Abstract 14420: MicroRNA-214 Regulates Stem Cell Differentiation Into Smooth Muscle Cells by Targeting Quaking
Background: Smooth muscle cell (SMC) differentiation is a critical process during vascular development and SMC proliferative related vascular disease. Several microRNAs have been reported to be involved in SMC differentiation. Recently, the microRNA-214 (miR-214) was shown to regulate cell cycle progression and apoptosis. However, very little is known about the functional role of miR-214 in SMC differentiation. The present study investigated the role of miR-214 during SMC differentiation from stem cells and verified its targets.

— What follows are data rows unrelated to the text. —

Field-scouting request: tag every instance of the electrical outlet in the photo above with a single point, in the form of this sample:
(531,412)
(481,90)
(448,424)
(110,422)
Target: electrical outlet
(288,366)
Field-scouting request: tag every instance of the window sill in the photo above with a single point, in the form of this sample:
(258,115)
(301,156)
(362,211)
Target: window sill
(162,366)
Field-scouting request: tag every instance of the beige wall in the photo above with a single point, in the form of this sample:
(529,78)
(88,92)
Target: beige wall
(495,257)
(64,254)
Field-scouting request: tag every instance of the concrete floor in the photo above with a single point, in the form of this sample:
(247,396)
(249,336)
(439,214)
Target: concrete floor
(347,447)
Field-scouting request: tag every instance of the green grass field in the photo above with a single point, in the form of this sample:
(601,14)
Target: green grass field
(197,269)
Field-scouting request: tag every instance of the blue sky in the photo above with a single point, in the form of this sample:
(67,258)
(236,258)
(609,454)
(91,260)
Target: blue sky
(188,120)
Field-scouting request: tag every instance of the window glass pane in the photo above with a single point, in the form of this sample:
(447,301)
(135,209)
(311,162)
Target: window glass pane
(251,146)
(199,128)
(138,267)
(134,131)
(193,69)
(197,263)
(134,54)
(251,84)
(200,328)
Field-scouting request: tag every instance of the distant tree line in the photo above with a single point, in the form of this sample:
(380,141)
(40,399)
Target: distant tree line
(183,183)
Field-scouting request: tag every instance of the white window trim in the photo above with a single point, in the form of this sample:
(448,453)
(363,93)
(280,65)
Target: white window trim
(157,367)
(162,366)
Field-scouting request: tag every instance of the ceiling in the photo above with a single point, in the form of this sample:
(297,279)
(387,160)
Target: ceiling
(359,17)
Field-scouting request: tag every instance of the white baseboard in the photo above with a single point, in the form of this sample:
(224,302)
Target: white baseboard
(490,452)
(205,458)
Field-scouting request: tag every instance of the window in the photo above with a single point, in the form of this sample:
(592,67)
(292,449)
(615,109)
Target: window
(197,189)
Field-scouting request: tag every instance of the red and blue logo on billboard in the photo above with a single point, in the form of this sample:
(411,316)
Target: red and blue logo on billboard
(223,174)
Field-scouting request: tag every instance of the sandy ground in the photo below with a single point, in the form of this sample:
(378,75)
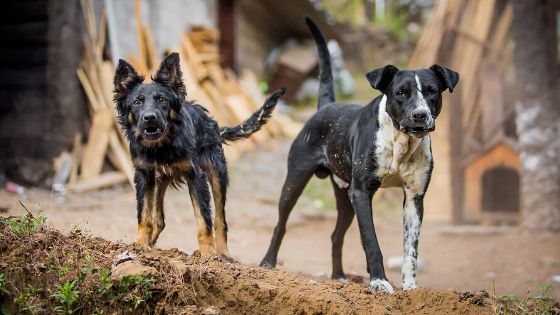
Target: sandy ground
(509,259)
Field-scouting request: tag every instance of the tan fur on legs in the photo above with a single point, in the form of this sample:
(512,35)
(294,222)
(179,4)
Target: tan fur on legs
(145,226)
(220,226)
(206,244)
(158,216)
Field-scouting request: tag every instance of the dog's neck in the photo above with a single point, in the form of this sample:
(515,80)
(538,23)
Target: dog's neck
(394,144)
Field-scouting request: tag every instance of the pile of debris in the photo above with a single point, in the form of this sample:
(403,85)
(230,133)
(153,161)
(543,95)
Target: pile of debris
(229,100)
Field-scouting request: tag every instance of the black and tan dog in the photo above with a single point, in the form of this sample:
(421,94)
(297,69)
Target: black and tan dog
(173,142)
(363,148)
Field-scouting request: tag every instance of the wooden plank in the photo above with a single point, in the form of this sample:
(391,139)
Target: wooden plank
(151,49)
(249,85)
(98,141)
(501,32)
(190,53)
(217,98)
(237,105)
(86,85)
(76,157)
(139,34)
(104,180)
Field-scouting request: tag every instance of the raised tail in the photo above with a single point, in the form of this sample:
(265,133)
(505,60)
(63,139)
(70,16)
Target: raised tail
(254,122)
(326,81)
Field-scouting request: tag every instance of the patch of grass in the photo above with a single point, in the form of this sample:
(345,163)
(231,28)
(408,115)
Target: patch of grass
(320,194)
(3,285)
(137,289)
(26,225)
(26,300)
(540,304)
(67,296)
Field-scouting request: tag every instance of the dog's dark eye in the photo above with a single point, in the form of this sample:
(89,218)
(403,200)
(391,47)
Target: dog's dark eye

Methods and results: Mouse embryonic stem cells (ES cells) were seeded on collagen IV-coated flasks and cultured in the absence of Leukemia Inhibitory Factor (LIF) in differentiation medium for 4 to 8 days in order to induce SMC differentiation. We found that miR-214 was significantly upregulated during SMC differentiation by using real-time RT-PCR analysis. Furthermore, enforced expression of miR-214 by its mimic in differentiating ES cells was found to induce expression of SMC-specific markers. Similarly, Western blot analysis revealed the increased protein production of these genes in the cells overexpressing miR-214. The knock-down of miR-214 by its antagomiR on the other hand, inhibited expression of smooth muscle differentiation specific markers at both RNA and protein levels. Furthermore, we have found that Quaking (QKI), a protein critical for vascular development and remodeling, is a novel target of miR-214 during SMC differentiation from ES cells. Overexpression of miR-214 was found to repress QKI in differentiating ES cells at both RNA and protein levels, whereas miR-214 antagomir resulted in increased QKI expression. Luciferase assay showed miR-214 substantially inhibited QKI-3’-UTR-luciferase activity in differentiating ES cells, but not mutant QKI-3’-UTR-luciferease reporter. Finally, we tested the expression of miR-214 in mouse femoral artery denudation injury model and found that miR-214 was significantly down-regulated in the wire injury-induced neointimal formation.
Conclusion: Using genomic and functional studies, we have discovered miR-214 controls differentiation via regulating QKI expression during ES cell differentiation towards SMCs.
- © 2013 by American Heart Association, Inc.